DMD diwariskan dalam pola X-linked resesif . Wanita biasanya
akan menjadi pembawa untuk penyakit sementara laki-laki akan
terpengaruh. Biasanya, pembawa perempuan akan menyadari mereka
membawa mutasi sampai mereka memiliki anak yang terkena dampak.
Putra seorang ibu pembawa memiliki kesempatan 50% dari mewarisi gen

3
cacat dari ibunya. Putri seorang ibu pembawa memiliki kesempatan 50%
menjadi pembawa atau memiliki dua salinan normal gen. Dalam semua
kasus, sang ayah juga akan melewati Y normal untuk anaknya atau X
normal untuk putrinya. Pembawa Perempuan kondisi X-linked resesif,
seperti DMD, dapat menunjukkan gejala tergantung pada pola mereka X-
inaktivasi.
Duchenne distrofi otot disebabkan oleh mutasi pada gen distrofin,
yang terletak pada kromosom X. DMD memiliki kejadian 1 di 4.000 laki-
laki yang baru lahir. Mutasi dalam gen distrofin baik dapat diwariskan atau
terjadi secara spontan selama transmisi germline.
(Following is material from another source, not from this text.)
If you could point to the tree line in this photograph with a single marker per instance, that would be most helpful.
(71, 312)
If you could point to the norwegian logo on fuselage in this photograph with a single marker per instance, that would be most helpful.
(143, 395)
Gambar 1. Perjalanan penyakit


E. Manifestasi Klinis

4
Kelainan ini muncul pada masa bayi dengan nekrosis serat otot dan
enzim creatine kinase tinggi, tapi secara klinis baru terlihat ketika anak
berusia 3 tahun atau lebih. Anak mulai bisa berjalan lebih lambat
dibanding anak normal lainnya dan lebih sering jatuh. Gaya berjalan yang
tidak normal sering terlihat pada usia 3 – 4 tahun.
Otot-otot pelvis dipengaruhi lebih awal dibanding otot bahu.
Karena kelemahan otot gluteus medius sebagai penyerap tekanan, ketika
berjalan cendrung gemetar saat berjalan yang menimbulkan gaya berjalan
tertatih- tatih (waddling gait). Untuk menjaga keseimbangan tubuh timbul
lordosis. Usia prasekolah, anak mengalami kesulitan bangkit dari lantai
dengan posisi kaki terkunci, posisi bokong diikuti penekanan lantai dengan
tangan, berdiri dengan menyangga lengan pada paha anterior (maneuver
Gower). Manuver ini timbul karena kelemahan otot paha terutama gluteus
maximus. Anak kesulitan naik tangga dimana menggunakan tangan saat
menapaki anak tangga. Anak cendrung berjalan dengan jari kaki (jinjit)
disebabkan kontraktur otot gastrocnemius dan menimbulkan rasa nyeri
pada otot tersebut. Muncul pseudohipertropi otot gasrocnemius disebabkan
oleh infiltrasi lemak dan proliferasi kolagen.
Refleks tendon menurun dan dapat hilang karena hilangnya serat-
serat otot, refleks patella cenderung menurun diawal penyakit sedangkan
refleks achiles biasanya masih dapat muncul dalam beberapa tahun.
Kiphoskoliosis bisa berkembang setelah anak tidak bisa berjalan. Dengan
mempertahankan postur tegak dengan penopang kaki bisa membantu
mencegah skoliosis.
Kelemahan intelektual terjadi pada penderita distropi muskular
Duchenne, kemampuan yang lebih terganggu adalah kemampuan verbal
dan ini tidak bersifat progresif. Rata- rata IQ sekitar 83 dan 20-30%
mempunyai IQ < 70%.
Pernapasan dapat terganggu karena kelemahan otot interkostalis,
otot diafra-gma dan skoliosis berat. Kelemahan otot mempengaruhi semua
aspek dari fungsi paru termasuk mucociliary clearance, pertukaran gas,

5
kontrol pernapasan. Kardiomiopati dapat terjadi berupa pembesaran
jantung, takikardi persisten dan gagal jantung terjadi pada 50% - 80%
penderita.

Gambar 2. Gejala klinis

F. Diagnosis
Diagnosis DMD didasarkan atas anamnesis dan pemeriksaan klinis
dengan disertai pemeriksaan penunjang.
1) Anamnesis
Anamnesis

2) Pemeriksaan Fisik Umum

6
a. Jika penderita anak laki-laki mengalami Duchenne distrofi otot

(DMD), kondisi dapat diamati secara klinis dari saat ia mengambil

langkah pertamanya. Ini menjadi semakin sulit untuk anak untuk

berjalan, kemampuannya untuk berjalan biasanya benar-benar

hancur antara waktu anak itu adalah 9 sampai 12 tahun.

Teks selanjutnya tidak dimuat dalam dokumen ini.